Bake in the preheated oven for 25 minutes. Uncover casserole and continue baking until lasagna is bubbling and lightly browned, about 25 more minutes. Let lasagna stand 5 minutes before serving.

Nutrition Facts:

Servings Per Recipe 6

Calories 305% Daily Value *

Total Fat 10g 13%

Saturated Fat 5g 26%

Cholesterol 55mg 18%

Sodium 443mg 19%

Total Carbohydrate 37g 13%

Dietary Fiber 4g 13%

Total Sugars 6g

Protein 18g 37%

Vitamin C 17mg 19%

Calcium 368mg 28%

Iron 3mg 18%

Potassium 599mg 13%

* Percent Daily Values are based on a 2,000 calorie diet. Your daily values may be higher or lower depending on your calorie needs.

** Nutrient information is not available for all ingredients. Amount is based on available nutrient data.

Easy Vegetarian Stuffed Mushrooms

Ingredients

  • 2 tablespoons butter, divided, or more as needed

  • 10 medium brown mushrooms, stems removed and diced

  • 3 ounces garden vegetable cream cheese spread (such as Philadelphia(R) Garden Vegetable), or more to taste

  • 2 stalks green onions, chopped

  • 1 tablespoon chopped fresh chives, or to taste

  • ¼ cup panko bread crumbs

Directions

1.     Preheat the oven to 425 degrees F (220 degrees C).

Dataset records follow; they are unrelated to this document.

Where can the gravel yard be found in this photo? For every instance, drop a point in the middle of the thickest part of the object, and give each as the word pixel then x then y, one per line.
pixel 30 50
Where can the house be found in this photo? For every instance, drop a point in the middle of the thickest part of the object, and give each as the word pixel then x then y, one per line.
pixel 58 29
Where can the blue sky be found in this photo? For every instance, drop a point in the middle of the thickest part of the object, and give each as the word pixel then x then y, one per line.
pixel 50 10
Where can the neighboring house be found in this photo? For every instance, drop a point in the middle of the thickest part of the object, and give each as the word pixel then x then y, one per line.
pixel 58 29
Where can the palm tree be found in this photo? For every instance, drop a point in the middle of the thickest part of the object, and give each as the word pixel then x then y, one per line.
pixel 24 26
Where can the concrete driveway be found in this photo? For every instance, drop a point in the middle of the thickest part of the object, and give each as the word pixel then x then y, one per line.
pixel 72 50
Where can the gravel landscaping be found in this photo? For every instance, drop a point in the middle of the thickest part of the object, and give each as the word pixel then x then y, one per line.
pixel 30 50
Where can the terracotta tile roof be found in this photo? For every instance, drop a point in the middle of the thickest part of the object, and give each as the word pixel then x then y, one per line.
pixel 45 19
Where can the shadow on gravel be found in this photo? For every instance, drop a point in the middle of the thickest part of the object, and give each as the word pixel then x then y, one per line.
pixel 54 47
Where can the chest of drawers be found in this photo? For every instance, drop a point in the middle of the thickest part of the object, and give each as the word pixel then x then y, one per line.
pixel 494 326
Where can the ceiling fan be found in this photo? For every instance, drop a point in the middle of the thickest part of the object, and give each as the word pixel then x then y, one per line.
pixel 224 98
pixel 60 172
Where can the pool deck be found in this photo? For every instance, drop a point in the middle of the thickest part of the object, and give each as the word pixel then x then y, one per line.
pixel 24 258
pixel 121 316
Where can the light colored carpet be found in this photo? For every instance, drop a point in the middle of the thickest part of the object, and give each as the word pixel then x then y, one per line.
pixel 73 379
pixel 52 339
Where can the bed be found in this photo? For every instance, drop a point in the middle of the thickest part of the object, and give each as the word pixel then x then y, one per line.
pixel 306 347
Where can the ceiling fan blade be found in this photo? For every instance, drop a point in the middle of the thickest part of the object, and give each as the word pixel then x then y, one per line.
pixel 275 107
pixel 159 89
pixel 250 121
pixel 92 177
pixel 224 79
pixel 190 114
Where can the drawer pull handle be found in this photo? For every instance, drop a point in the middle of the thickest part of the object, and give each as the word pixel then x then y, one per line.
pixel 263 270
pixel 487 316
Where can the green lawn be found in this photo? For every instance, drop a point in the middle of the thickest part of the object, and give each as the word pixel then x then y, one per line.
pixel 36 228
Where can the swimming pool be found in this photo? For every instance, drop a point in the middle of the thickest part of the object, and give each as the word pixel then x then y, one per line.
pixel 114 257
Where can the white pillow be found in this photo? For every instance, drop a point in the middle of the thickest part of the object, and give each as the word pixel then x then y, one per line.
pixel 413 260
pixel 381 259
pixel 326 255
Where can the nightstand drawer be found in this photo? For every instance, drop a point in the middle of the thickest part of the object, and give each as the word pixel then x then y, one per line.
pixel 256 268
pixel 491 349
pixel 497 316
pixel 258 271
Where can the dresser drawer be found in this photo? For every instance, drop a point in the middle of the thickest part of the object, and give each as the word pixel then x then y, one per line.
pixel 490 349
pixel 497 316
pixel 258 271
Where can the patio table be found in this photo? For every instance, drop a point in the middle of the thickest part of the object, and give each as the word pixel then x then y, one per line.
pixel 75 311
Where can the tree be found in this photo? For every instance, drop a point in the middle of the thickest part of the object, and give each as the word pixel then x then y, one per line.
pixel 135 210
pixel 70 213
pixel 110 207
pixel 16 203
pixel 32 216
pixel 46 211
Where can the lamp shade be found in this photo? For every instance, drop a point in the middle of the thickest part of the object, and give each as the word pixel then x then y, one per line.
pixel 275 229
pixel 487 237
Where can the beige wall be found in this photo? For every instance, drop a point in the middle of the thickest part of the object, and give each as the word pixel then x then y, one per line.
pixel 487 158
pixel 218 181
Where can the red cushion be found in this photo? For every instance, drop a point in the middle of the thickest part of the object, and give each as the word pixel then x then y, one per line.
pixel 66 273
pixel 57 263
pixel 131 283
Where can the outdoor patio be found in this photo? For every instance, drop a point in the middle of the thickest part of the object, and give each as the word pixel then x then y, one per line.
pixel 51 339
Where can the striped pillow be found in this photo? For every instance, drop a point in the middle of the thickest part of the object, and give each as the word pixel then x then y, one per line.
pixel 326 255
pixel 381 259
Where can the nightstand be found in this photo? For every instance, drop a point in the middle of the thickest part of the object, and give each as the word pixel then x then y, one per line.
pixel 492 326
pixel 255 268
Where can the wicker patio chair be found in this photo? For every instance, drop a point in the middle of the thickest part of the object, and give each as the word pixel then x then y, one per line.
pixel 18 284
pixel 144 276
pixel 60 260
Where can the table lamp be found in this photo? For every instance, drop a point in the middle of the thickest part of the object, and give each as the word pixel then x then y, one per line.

2.     Melt 1 tablespoon butter in a skillet over medium heat. Add mushroom caps and saute until soft and browned, about 2 1/2 minutes per side. Transfer to a baking dish.

3.     Add diced mushroom stems to the same skillet, adding more butter if needed. Saute until mushrooms have softened, about 3 minutes. Transfer to a bowl along with any pan juices. Add cream cheese, green onions, and chives and mix while still hot. Stuff mixture into the mushroom caps until they are full.

4.     Melt remaining tablespoon butter in a skillet. Add bread crumbs and toss until well coated. Top each mushroom cap with a layer of the buttered crumbs.

5.     Bake in the preheated oven until tops are browned and crispy, about 9 minutes. Remove and let cool for about 3 minutes before serving.

Nutrition Facts:

Servings Per Recipe 5

Calories 124% Daily Value *

Total Fat 10g 13%

Saturated Fat 7g 34%

Cholesterol 29mg 10%

Sodium 135mg 6%

Total Carbohydrate 7g 2%

Dietary Fiber 1g 2%

Total Sugars 2g

Protein 2g 5%

Vitamin C 2mg 2%

Calcium 29mg 2%

Iron 0mg 2%

Potassium 167mg 4%

* Percent Daily Values are based on a 2,000 calorie diet. Your daily values may be higher or lower depending on your calorie needs.

** Nutrient information is not available for all ingredients. Amount is based on available nutrient data.